An exhilarating amalgam of tribal chants and regional rhythms mixed with R&B, jazz, and rock influences, township jive was the sound track of black resistance during the dark decades of apartheid. The rousing 1985 anthology, Indestructible Beat of Soweto, brought this infectious, joyous music to the ears of the world, followed by Paul Simon’s 1986 Graceland, which made Ladysmith Black Mambazo internationally famous.

Sticky Notes
These handy items, the result of the serendipitous marriage of a failed product (glue not sticky enough for its intended use) and a spiritual need (3M researcher Arthur Fry kept losing his place in the church choir hymnal when his scrap-paper markers fell out), almost didn’t happen. Even after Fry created Post-it® Notes, corporate executives tried to kill the project; it was resurrected when two salespeople on cold calls convinced secretaries to try the novel products and returned with orders.
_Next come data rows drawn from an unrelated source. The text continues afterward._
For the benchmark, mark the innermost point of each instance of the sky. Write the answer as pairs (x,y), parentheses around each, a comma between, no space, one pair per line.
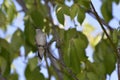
(18,23)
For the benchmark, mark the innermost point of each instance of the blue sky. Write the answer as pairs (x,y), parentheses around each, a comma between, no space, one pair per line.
(18,23)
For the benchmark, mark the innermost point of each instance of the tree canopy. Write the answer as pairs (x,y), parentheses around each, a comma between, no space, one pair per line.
(70,44)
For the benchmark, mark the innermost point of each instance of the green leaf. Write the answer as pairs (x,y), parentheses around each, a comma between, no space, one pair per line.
(33,63)
(60,15)
(107,10)
(73,10)
(29,33)
(91,76)
(81,15)
(73,47)
(105,54)
(13,77)
(33,75)
(3,65)
(117,1)
(60,11)
(83,3)
(82,76)
(11,11)
(37,18)
(3,19)
(17,40)
(4,44)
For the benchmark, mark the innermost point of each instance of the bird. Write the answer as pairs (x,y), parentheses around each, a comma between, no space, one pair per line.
(40,42)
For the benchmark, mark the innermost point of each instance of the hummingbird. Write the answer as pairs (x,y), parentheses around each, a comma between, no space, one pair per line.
(40,42)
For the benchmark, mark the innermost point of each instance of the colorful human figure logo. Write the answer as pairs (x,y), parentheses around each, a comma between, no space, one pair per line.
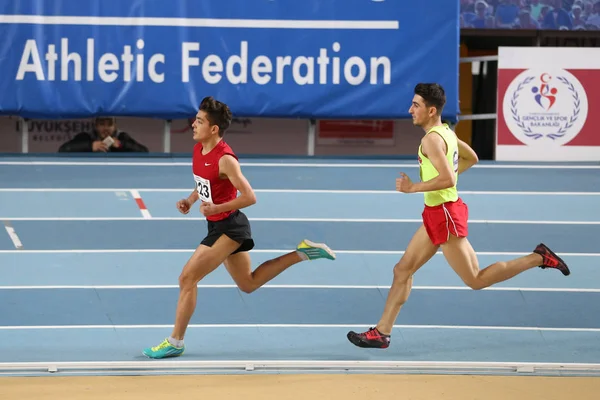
(545,96)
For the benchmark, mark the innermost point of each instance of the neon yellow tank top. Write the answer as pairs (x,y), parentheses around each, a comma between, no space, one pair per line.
(428,171)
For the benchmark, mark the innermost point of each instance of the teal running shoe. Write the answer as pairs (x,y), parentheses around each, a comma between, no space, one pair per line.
(315,251)
(163,350)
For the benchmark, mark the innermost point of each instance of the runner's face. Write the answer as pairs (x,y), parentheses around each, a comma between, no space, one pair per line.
(202,128)
(419,111)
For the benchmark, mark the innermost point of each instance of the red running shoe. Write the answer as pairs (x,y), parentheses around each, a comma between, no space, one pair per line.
(370,339)
(551,260)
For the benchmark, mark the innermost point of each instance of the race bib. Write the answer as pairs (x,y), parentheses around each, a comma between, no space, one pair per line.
(203,188)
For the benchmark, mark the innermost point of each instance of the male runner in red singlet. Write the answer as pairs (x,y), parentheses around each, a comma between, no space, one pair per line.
(218,178)
(442,157)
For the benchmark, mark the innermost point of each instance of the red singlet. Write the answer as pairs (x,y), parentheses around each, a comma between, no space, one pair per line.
(210,186)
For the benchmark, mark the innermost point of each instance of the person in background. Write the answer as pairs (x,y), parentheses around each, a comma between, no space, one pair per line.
(104,138)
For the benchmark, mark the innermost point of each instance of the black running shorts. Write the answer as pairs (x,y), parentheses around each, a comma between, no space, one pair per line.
(236,226)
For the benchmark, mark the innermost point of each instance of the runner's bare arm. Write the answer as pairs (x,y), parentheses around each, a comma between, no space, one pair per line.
(230,167)
(466,157)
(434,147)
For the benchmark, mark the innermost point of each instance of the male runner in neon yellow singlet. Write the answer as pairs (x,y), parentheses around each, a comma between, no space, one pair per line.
(442,157)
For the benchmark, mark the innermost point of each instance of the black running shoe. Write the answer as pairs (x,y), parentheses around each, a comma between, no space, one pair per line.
(551,260)
(370,339)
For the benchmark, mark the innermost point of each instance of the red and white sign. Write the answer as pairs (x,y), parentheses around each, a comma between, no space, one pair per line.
(363,132)
(548,102)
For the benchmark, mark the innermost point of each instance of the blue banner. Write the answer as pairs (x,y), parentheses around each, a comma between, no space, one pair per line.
(265,58)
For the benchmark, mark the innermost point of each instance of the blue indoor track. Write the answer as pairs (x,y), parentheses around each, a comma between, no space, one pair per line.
(88,280)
Since their 1980 introduction, we can’t seem to do without them–and we really can’t do without the human ingenuity and persistence that made them possible.

Traffic Calming
After a motorist ran over a child–the third young casualty in a single neighborhood–residents of the Dutch city of Delft took to the streets one night with wheelbarrows and cast-off lumber, constructing barriers to slow down speeding cars. The idea soon spread to nearby towns, and in 1976 redesigning streets to “calm” traffic became official policy in the Netherlands and the German state of North Rhine-Westphalia. Now speed bumps, traffic circles, narrowed streets, and other designs that make cars, bikes, and pedestrians more compatible are becoming common throughout the world, including ambitious efforts in Seattle and Portland, Oregon. 

Trench Coats
London designer Thomas Burberry’s gabardine weatherproofs, first worn in the Boer War at the turn of the century, didn’t become “trench coats” until World War I: After distinctive “D” rings were added to attach grenades (in front) and a sword (in back), military officers wore the protective garment while fighting in the trenches. After the war, the coats–now associated with spies, foreign correspondents, and sophisticates everywhere–became fashionable, proving that stylishness and usefulness don’t need to be opposites.

Universal Suffrage
At the turn of thecentury, no country on earth offered women the right to vote. While Wyoming Territory embraced women’s suffrage as early as 1869, Norway was the first nation to do so, in 1913. It wasn’t until 1920 that most American women could step into a voting booth. And for blacks of both genders, polling places were off-limits in many states until passage of the Voting Rights Act of 1965.

The Zipper
In 1913, Swedish immigrant Gideon Sundback of Chicago’s Universal Fastener Company streamlined the firm’s complicated “Judson C-curity Fastener” into a slick little system dubbed the zipper by the B.F. Goodrich Company (which used it on rubber galoshes). Touted in the ’30s as the perfect closer for men’s flies (ruling out “The Possibility of Unintentional and Embarrassing Disarray,” said one ad), the zipper continues to make coats warmer, pockets more secure, and toddlers a whole lot easier to dress in the morning.